He had been sick for a couple years, and nothing much was getting better.  If exceptions proved the rule, he was pretty sure his moments of clarity and energy were exceptions.  Feeling ‘normal,’ or not sick, was rare, and was much like being high–he learned not to trust his judgement on those days.  Promises would be made that, like curses in the daytime, wouldn’t hold when he came back down.

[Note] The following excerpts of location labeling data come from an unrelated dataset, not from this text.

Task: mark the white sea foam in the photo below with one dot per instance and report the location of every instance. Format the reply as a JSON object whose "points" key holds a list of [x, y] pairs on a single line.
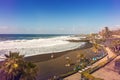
{"points": [[38, 46]]}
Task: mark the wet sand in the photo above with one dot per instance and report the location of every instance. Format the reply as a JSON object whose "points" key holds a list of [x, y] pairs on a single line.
{"points": [[49, 67]]}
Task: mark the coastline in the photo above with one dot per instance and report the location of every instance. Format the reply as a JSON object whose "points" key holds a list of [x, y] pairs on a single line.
{"points": [[45, 57], [50, 67]]}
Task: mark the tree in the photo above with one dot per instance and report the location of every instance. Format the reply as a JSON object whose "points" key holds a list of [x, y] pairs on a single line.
{"points": [[16, 68]]}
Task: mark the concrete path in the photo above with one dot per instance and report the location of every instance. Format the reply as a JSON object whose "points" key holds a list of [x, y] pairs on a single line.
{"points": [[77, 76]]}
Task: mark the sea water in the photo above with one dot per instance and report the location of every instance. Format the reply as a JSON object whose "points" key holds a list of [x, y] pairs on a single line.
{"points": [[34, 44]]}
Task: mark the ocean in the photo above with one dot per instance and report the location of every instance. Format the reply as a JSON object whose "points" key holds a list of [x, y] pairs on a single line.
{"points": [[34, 44]]}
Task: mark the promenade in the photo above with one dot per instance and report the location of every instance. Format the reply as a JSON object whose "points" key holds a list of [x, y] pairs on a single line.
{"points": [[77, 76]]}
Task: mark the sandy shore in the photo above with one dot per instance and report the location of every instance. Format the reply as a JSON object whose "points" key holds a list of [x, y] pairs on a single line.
{"points": [[49, 67]]}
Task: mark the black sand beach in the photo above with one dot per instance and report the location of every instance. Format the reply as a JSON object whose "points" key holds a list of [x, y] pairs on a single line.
{"points": [[50, 67]]}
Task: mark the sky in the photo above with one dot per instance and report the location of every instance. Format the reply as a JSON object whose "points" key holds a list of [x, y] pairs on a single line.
{"points": [[58, 16]]}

Life had become temporally distorted.  His therapist was right when he said that being sick was much like being high, but he didn’t know how much Jamey hated being high.  At least with pot.  Every high was a dissociative nightmare.  The narcosis always revealed the screaming dissolution of the universe.  Those famed synchronicities of psychedelic trips would sometimes appear, only as if to mock Jamey, as if moments of order were famous, rare creatures dying of pollution by entropy.  Being sick had taken him from being a healthy, if angsty, 20 year old to inhabiting a strange fever-dream in which he had the energy and mind of an elderly man, but a still-childish body.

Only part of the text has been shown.